In the spring semester of 2025, I took a Machine Translation Post Editing course taught by Prof. Adam Wooten. Here, I'd like to show you some of my work from the class.

During this course, we studied many different aspects of Neural Machine Translation, from utilizing controlled languages and style guides to ensure quality NMT output, to how to prepare and clean data for NMT training. Our final project, we created proposals for custom-trained NMT engines, and then attempted to train the engines ourselves using SYSTRAN. I learned many things from the mistakes I made, and I consider the project to be a success.

The NMT engine that I customized was an engine to translate Dungeons and Dragons modules from Japanese into English. Below, You will be able to find documents for my project proposal, the testing data and training data that I aligned by hand in Trados, and my lessons learned presentation that presents my projects and its findings.

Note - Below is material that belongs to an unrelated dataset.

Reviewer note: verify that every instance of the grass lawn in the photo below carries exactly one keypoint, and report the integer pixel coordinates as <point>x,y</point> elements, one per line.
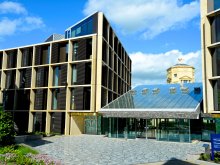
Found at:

Click the button below to open the Google Drive folder containing the aforementioned project files

Summary of Findings

I was able to improve the BLEU scores of my NMT from its original 17.99 score to 27.65 after 5 rounds of training. For training, I used .TMX files with segments by I aligned myself using Trados from the English and Japanese translations of the Dungeons and Dragons Players and Dungeon Master's Rulebooks.

In the future, to improve the engine's BLEU scores, I would try to find more diverse data to train with -- perhaps by hand-translating sections of existing modules in English or by finding different glossaries and corpuses online.

While the improvement seemed negligible to me at first, I was still able to post-edit at a rate of about 1000 English words an hour. At that rate, I would be able to work through 8000 English words of output a day. This is x4 the output compared to a translator that works at a pace of 2000 words a day. So, while it still had errors in the output, I consider this output to still be successful.